I remember years ago when I first got into sales. My first sales job was at Samsonite in Vacaville, California. I was 17. I would ride my bike nine miles each way back and forth to work. If it rained, I would wear a waterproof suit with my slacks, button-down shirt and tie underneath. After a long shift, I would typically change into my other work clothes and head on over to my graveyard shift security job at an auto parts distribution facility. I wasn’t very good at sales, but I was a hard worker and my boss admired that. I showed up on time, did the best I could do and went home. After a few months, I found it wasn’t for me and quit.
Shortly after this stint, I realized I was ready to officially start my first business. Again, I wasn’t very good at sales, but I was a fast talker, a thinker and was innovative. After about a year in business, I found myself in a little bit of trouble and shut it down. I was now 19. A couple years would pass and I’d get a job at a car dealership selling cars. I only lasted about month here before I was let go. Why am I telling you this? My sales managers admired my hard work, but they never sat me down and taught me HOW to properly talk to people. All they taught me were shady sales tactics and scripts. This is how most sales organizations are run these days.
There are plenty of sales training classes and seminars out there and from what I have found, these courses are teaching sales people to memorize scripts. This is NOT how you train sales people. Sales really is just thinking on your feet and being great at your craft of problem solving. You cannot teach people a script to solve common problems on the sales floor. In addition, poor sales performance comes from lack of interest or just being crapped out. I believe that most sales people are really good at their craft but the organization itself is what is harming the sales and performance of the sales people. Poor pay, poor marketing and the organization not having the right focus in mind spins the sales person's mind, impairing their ability to sell.
Sales organizations put fear in sales people and with sales being a mental-based business, the sales person gets in their own head and literally paralyzes their ability to close the deal.
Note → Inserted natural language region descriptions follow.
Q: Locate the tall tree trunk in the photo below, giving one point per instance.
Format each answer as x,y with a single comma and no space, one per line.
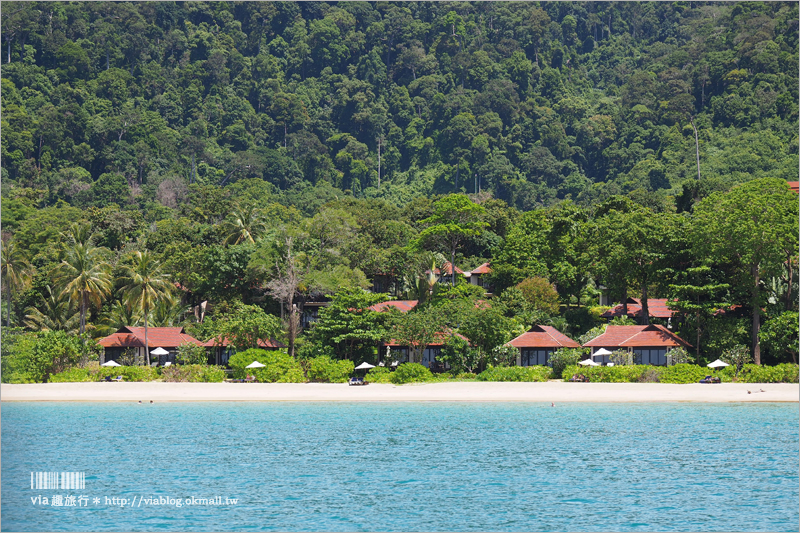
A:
645,307
453,267
625,301
696,146
8,303
756,317
146,343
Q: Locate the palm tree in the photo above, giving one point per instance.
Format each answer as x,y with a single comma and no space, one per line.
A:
119,315
145,285
244,224
169,311
86,276
16,272
57,313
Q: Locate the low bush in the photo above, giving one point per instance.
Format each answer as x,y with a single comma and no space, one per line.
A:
379,374
128,373
325,369
682,373
608,374
411,373
71,375
279,367
193,373
515,373
564,357
783,373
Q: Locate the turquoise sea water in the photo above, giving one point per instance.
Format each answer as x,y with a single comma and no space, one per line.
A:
405,466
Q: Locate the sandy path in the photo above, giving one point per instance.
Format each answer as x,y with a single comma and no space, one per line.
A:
461,392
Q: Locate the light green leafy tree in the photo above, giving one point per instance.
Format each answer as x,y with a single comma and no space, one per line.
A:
144,285
750,228
455,218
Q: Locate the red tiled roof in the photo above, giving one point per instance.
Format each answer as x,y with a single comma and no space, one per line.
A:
447,269
401,305
543,337
122,340
482,269
656,307
268,343
636,337
130,336
440,339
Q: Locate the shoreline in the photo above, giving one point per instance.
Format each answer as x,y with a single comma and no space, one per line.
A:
552,391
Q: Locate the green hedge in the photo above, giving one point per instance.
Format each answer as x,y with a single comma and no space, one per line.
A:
379,374
72,375
280,366
684,373
515,373
193,374
411,373
326,369
128,373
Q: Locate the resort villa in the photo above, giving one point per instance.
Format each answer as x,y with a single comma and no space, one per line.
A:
656,308
649,344
129,337
537,345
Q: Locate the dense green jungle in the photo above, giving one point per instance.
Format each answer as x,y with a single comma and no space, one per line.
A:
167,161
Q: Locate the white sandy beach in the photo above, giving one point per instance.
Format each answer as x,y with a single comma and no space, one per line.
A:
430,392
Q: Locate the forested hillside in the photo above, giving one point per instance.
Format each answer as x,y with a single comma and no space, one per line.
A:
270,153
533,102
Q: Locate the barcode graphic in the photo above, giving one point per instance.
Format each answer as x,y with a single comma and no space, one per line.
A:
58,480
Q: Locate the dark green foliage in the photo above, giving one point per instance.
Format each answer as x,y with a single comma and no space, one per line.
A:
280,367
411,373
515,373
379,374
193,373
560,359
327,370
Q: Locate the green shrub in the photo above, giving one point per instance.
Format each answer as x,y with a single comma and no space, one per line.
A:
193,373
608,374
74,374
379,374
564,357
325,369
128,373
411,373
192,354
515,373
280,366
683,373
783,373
33,357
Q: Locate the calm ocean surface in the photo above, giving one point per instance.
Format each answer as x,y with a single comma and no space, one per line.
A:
405,466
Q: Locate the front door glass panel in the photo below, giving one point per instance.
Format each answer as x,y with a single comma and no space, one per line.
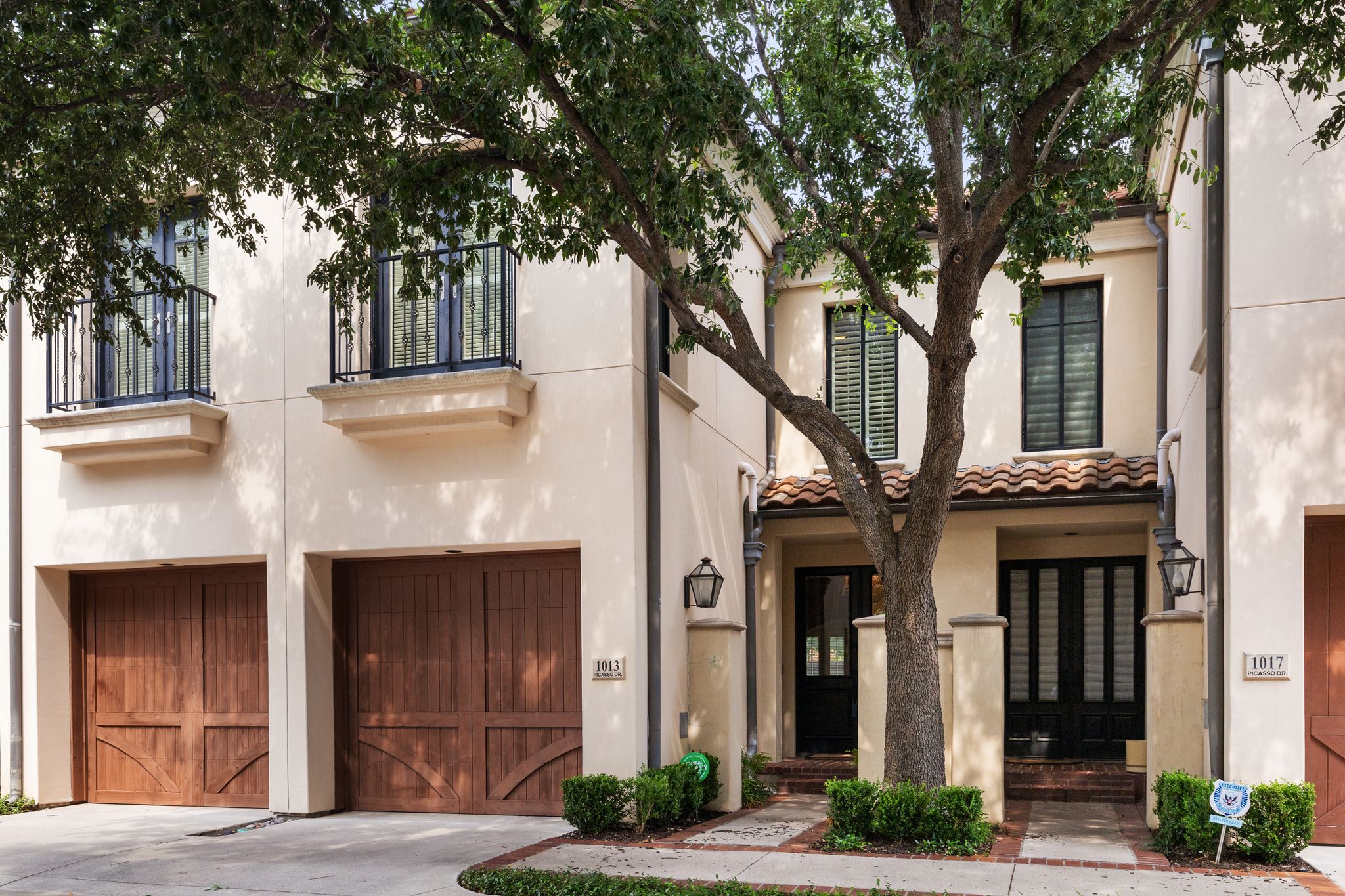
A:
1074,656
Unfortunately, most sales organizations today lack in the uplifting and positive environments and are most focused on their bottom end resulting in cut backs. I went back and sold cars again in 2013. I had just shut down my second business and was pretty much homeless. I took too many calculated risks with my retail stores during the recession and couldn’t pull out of it, like most entrepreneurs in that time.
I pull up to Sacramento Dodge in my Porsche with my laundry basket in the bonnet. I sit down with the sales manager and explain to him the situation. He asks where I live. I look over at my car. At this time, I am 30 years old, in a suit, my old beat up Porsche parked outside and looking for a sales job. I had already made my first million with my previous business, but like most people after the recession, I was broke. They hire me on the spot. Within a couple of weeks, I am at the top of leaderboard. A couple months would pass and I am spun out like the rest of the sales people complaining that the leads are weak, like from the movie Glengarry Glen Ross. The leads weren’t weak, I was weak and the organization was breaking us. A few months later, the dealership was bought out by another company and everybody went separate ways.
At this point, I found myself working at Paramount Equity Mortgage. Say what you want, this was a wonderful and eye-opening experience for me. I feel like this organization made me the sales professional I am today. Without these hard-working people, I wouldn’t have had the training and support I needed to become successful. I will say however that as their sales expectations grew within the company, so did the stress and our quality of life. Why was this? It was simply because they were hiring more and more sales people and had to cut corners in the training of the staff, affecting the quality of the employees brought on board. Yes, the company made more money, but also resulted in many class-action lawsuits costing the company millions of dollars long after those employees found employment elsewhere. It’s not uncommon for me, years later, to open the mailbox and get another $500.00 check from a class-action lawsuit.
Another huge mistake management takes today is overworking their sales people. I see sales people working ten, twelve or more hours each day to hit their quotas. This may seem productive because they are working more hours, but the mental fatigue ultimately is making a lot of those hours useless also causing them to resent their jobs. Management can properly train and encourage their sales teams to get the results they would expect, allowing the sales people to work less hours, enjoy their jobs, spend time with their families and giving the organization less turnover.
So, my advice is this. If you’re starting or currently running a sales organization, you need to sit and speak with your employees, have empathy and find out HOW you can better their lives. People are NOT motivated by money. They are motivated by family and what that money can do. So, instead of spiffs and $100 bonuses, maybe a day off and dinner out on the town with their spouse is a better approach. They come back to work refreshed and ready for another productive day.